Aslında İmam Hüseyin (a.s.)'ın şehadeti İslam'a güç kazandırdı. Dinin usul ve füruatını canlandırdı. Çünkü hamasi (yiğitlik) kokan bir sözün veya bir tarihin ya da bir şahsiyetin özelliği, ruhlarda dalga yaratmasıdır. Hamiyet ve gayret vücuda getirmesidir. Şecaat ve direniş oluşturmasıdır. Çünkü öyle bir şahsiyet vücuttaki kanları harekete geçirip coşturur. Bedenleri tembellikten çıkarır, atılgan ve hareketli yapar.

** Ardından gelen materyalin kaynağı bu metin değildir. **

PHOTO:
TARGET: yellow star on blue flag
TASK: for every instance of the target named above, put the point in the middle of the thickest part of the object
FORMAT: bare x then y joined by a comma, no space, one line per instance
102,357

Tarihte ve günümüzde nice kanlar akıtılmıştır. Fakat etkisi yalnızca halkın korkutulması olmuştur. Yalnızca insanların gücü eksiltilmiştir. Solukları göğüslerde daha fazla hapsedilmiştir. Fakat kimi şehadetler de vardır ki ardından toplumu mutluluklara taşımıştır ve aydınlığa kavuşturmuştur.
Yine gerek insanlık tarihinde ve gerek günümüzde kimi toplumsal gelişmeler vardır ki toplumun psikolojisini karartıp kederlendirir. Korku ve dehşet oluşturur. Topluma kölelik ve esirlik getirir. Fakat birtakım toplumsal gelişmeler de vardır ki topluma huzur verir, aydınlık kazandırır, toplumdan korkuyu yok eder, köleliği ve esaret imajını yok eder, topluma cesaret ve şahamet bahşeder.
İmam Hüseyin (a.s.)'ın şehit olmasından sonra işte böyle bir durum meydana geldi. İslam'da bir parlaklık zuhur etti. Toplumda bu etkinin oluşmasının nedeni İmam'ın kahramanca hareketleriyle Müslüman halkın ruhunu canlandırmasıydı.
İmam Hüseyin (a.s.)'ın şehadeti, Halife Osman'ın son döneminde ve Muaviye döneminin tamamında İslam toplumunun ruhuna hâkim olan esaret ve kölelik duygularını zayıflattı, korkuyu ve ubudiyet (kölelik) duygularını yok etti.
İmam Hüseyin (a.s.)'ın şehadeti İslam toplumuna yeniden şahsiyet kazandırdı. İmam, toplumda öyle bir noktaya parmak bastı ki, toplum sonraları kendinde bir şahsiyet hissetti. Toplumun şahsiyet hissetmesi konusu çok önemlidir. Bir toplumun benliğini fark etmesi, bir ideale sahip olması, başka toplumlara bağımlı olmadığını hissetmesi o toplum için en büyük sermayedir.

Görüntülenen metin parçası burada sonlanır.